CAKUPAN IMUNISASI GANDA MASIH RENDAH, PUSKESMAS MEDOKAN AYU LUNCURKAN PROGRAM KUNJUNGAN RUMAH

Faktor-Faktor yang Mempengaruhi Kepatuhan terhadap Imunisasi Ganda pada Ibu Balita
Ilustrasi Imunisasi pada bayi (Foto: Alodokter)

Cakupan imunisasi suntikan ganda bagi anak usia di bawah dua tahun di Puskesmas Medokan Ayu Surabaya masih berada di bawah target nasional 90 persen. Data pemantauan menunjukkan beberapa jenis imunisasi penting seperti DPT/HB/Hib dan IPV2 belum mencapai standar, sehingga balita berisiko lebih tinggi terpapar penyakit seperti difteri, hepatitis B, dan pertusis. Kondisi ini terungkap melalui penelitian terbaru yang dilakukan oleh tim Universitas Airlangga, yang menganalisis penyebab ketidakpatuhan ibu dalam memberikan imunisasi suntikan ganda.

Penelitian menggunakan pendekatan Health Belief Model (HBM) ini melibatkan 112 ibu yang memiliki anak berusia di bawah dua tahun. Hasilnya menunjukkan bahwa faktor demografi: usia, pendidikan, pekerjaan, dan ekonomi—tidak berpengaruh signifikan terhadap kepatuhan imunisasi. Sebaliknya, faktor psikologis seperti persepsi kerentanan, persepsi keparahan penyakit, persepsi manfaat, persepsi hambatan, sinyal untuk bertindak, dan terutama self-efficacy, sangat menentukan apakah ibu akan patuh mengikuti jadwal imunisasi.

Ibu yang merasa anaknya rentan terhadap penyakit dan memahami bahwa penyakit dapat berakibat serius cenderung lebih patuh. Namun hambatan psikologis seperti ketakutan terhadap efek samping, keraguan mengenai kehalalan vaksin, serta kurangnya dukungan keluarga masih menjadi penghambat utama. Sebaliknya, ibu yang percaya diri dan merasa mampu mengakses layanan kesehatan menunjukkan tingkat kepatuhan paling tinggi.

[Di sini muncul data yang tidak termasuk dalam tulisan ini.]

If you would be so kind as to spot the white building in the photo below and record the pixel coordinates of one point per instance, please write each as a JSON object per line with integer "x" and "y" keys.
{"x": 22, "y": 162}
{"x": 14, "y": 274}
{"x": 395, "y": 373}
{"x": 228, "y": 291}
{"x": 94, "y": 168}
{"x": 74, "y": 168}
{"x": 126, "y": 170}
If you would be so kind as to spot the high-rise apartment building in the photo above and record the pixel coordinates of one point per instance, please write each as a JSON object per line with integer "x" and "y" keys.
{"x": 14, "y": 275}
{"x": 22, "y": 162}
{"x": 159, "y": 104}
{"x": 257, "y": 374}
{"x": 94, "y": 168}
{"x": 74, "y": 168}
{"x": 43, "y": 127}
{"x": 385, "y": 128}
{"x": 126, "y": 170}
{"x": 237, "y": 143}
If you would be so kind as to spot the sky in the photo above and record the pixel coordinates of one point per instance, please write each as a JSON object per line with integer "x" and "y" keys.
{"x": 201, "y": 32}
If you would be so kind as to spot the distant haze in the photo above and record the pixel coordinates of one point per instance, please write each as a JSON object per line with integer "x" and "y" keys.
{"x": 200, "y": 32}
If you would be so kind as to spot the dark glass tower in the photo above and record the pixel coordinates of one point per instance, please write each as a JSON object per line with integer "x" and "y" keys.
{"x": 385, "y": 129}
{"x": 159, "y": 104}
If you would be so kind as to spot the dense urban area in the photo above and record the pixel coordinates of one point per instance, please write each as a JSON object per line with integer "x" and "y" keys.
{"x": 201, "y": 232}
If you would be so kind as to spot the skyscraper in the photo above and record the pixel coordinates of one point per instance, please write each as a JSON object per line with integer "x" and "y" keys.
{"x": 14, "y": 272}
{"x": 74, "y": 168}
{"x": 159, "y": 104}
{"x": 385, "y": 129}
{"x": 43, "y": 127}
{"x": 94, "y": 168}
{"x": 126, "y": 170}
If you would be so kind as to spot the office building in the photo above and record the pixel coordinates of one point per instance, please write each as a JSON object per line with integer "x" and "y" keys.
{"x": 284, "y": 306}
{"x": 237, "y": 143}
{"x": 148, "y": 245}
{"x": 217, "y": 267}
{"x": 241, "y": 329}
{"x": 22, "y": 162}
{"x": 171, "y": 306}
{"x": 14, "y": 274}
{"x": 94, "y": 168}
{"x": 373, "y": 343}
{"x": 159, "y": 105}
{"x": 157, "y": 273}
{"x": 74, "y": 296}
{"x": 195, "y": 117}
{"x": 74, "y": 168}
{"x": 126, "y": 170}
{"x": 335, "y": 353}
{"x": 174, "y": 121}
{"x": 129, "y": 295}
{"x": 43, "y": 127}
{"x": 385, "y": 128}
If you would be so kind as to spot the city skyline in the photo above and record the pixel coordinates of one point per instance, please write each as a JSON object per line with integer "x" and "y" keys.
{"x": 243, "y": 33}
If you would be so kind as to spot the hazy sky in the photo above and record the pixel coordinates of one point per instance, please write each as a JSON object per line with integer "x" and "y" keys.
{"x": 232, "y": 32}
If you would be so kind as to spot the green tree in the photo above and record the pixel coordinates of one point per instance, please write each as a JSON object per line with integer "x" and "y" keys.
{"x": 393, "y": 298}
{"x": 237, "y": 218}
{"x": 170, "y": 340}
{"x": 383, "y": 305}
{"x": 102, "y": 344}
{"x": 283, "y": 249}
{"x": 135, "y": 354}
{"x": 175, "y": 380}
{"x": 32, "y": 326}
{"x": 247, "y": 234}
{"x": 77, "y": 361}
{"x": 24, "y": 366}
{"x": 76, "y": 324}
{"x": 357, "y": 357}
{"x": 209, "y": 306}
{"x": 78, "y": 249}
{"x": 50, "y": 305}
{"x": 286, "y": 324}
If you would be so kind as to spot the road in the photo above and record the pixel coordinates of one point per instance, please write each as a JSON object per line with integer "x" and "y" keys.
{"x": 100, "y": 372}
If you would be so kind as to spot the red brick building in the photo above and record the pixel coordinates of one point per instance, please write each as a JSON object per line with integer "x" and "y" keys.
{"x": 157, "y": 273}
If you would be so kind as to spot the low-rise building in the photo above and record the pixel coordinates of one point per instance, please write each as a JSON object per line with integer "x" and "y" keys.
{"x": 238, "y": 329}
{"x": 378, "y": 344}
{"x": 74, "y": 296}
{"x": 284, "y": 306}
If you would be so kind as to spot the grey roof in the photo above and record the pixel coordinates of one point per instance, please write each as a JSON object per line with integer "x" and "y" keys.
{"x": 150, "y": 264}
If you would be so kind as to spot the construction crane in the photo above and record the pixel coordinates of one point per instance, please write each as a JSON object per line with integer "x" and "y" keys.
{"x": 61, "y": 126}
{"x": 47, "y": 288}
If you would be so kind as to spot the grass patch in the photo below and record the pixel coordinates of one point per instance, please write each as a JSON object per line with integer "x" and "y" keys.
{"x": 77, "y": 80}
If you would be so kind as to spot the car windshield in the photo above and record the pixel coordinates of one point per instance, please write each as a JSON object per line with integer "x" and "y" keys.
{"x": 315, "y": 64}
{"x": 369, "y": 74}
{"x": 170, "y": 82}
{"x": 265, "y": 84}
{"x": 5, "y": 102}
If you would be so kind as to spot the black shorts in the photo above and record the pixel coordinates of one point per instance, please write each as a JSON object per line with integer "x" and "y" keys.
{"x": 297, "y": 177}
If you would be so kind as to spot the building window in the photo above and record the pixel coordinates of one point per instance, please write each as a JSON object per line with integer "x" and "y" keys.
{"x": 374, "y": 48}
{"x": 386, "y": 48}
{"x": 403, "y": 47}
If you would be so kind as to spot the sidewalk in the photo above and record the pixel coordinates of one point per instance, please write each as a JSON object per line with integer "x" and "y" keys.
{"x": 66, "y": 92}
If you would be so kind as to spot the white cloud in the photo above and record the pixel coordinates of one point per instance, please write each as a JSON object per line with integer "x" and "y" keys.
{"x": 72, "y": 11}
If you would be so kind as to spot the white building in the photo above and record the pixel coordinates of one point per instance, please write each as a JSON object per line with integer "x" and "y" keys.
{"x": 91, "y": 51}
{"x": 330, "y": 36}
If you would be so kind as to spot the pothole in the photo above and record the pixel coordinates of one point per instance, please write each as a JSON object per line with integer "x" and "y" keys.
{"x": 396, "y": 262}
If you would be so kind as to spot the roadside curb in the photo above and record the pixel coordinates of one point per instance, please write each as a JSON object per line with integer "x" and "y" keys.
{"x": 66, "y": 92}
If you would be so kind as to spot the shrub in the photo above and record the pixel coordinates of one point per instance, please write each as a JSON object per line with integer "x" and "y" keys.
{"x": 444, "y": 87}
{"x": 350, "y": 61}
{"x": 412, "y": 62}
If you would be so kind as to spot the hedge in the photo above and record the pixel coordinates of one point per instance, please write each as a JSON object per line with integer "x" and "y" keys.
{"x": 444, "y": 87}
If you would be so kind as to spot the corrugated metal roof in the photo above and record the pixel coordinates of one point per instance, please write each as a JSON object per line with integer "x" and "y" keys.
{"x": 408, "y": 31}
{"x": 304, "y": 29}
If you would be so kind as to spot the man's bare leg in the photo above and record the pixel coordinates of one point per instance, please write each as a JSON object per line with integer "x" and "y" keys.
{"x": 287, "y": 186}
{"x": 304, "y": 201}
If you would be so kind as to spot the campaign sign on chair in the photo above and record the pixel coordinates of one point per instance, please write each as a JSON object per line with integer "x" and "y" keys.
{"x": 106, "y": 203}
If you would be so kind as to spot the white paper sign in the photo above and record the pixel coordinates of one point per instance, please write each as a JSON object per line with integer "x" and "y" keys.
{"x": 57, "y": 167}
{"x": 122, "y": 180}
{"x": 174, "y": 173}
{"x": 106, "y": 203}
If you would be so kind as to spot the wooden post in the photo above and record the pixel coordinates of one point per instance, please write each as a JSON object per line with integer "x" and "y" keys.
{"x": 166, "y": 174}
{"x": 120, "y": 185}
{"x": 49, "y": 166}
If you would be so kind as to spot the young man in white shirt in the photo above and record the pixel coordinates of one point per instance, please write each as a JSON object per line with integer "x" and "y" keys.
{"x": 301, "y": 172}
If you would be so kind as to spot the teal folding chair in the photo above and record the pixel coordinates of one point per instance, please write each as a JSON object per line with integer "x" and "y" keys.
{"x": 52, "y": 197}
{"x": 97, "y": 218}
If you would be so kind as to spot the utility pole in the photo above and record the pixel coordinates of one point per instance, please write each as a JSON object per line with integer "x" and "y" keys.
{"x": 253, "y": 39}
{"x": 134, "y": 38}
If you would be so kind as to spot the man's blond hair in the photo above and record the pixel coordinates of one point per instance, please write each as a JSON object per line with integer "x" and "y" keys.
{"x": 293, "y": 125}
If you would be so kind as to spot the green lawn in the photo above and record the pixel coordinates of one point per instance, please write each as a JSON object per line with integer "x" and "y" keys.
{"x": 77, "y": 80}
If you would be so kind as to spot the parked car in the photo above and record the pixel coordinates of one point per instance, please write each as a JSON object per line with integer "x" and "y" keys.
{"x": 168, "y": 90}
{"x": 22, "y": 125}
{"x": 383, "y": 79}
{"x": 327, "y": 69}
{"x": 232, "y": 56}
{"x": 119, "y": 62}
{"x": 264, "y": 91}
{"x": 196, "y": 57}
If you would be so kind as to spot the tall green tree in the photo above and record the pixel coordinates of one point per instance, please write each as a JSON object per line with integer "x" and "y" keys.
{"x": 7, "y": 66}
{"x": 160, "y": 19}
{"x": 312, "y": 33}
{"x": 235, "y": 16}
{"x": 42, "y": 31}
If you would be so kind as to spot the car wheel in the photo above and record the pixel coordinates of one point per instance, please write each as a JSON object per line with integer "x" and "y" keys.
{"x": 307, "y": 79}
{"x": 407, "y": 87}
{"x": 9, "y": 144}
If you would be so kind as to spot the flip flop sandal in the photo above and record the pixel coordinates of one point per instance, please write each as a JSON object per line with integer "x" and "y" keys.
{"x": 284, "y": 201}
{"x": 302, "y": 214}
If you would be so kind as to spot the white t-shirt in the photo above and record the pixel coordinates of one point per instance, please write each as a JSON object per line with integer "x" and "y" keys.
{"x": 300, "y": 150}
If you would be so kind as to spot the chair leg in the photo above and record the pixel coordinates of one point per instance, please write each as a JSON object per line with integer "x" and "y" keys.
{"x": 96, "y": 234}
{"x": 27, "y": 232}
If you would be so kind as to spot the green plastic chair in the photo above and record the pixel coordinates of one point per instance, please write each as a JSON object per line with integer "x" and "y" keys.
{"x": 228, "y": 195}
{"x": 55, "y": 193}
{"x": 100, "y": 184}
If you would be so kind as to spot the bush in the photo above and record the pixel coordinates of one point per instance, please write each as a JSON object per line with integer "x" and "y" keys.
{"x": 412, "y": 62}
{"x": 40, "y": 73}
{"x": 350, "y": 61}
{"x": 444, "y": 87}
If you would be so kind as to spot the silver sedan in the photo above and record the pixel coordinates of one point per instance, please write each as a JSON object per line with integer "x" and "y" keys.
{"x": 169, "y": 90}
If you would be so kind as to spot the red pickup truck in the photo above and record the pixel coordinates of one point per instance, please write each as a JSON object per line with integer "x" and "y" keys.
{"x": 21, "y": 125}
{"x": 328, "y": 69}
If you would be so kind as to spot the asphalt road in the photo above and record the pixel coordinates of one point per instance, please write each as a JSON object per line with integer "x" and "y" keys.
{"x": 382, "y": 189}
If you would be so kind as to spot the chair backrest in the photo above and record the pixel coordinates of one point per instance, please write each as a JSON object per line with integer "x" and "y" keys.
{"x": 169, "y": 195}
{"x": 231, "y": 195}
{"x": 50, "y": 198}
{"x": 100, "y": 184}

Merespons temuan tersebut, Puskesmas Medokan Ayu menerapkan inovasi layanan berupa program kunjungan imunisasi ke rumah. Program ini dirancang untuk mengatasi hambatan mobilitas, memberikan edukasi langsung, serta memastikan anak tetap memperoleh imunisasi lengkap tanpa harus datang ke fasilitas kesehatan. Upaya ini diharapkan mampu meningkatkan cakupan imunisasi ganda sekaligus menjawab tantangan rendahnya kepatuhan.

Puskesmas menegaskan bahwa kerja sama antara tenaga kesehatan, kader, pemerintah, dan keluarga sangat penting untuk meningkatkan kesadaran serta menghilangkan keraguan terkait imunisasi. Edukasi yang konsisten dan mudah dipahami diyakini menjadi kunci dalam mengubah persepsi ibu dan mencapai target imunisasi nasional.

Penulis: Dr. Muthmainnah, S.KM., M.Kes.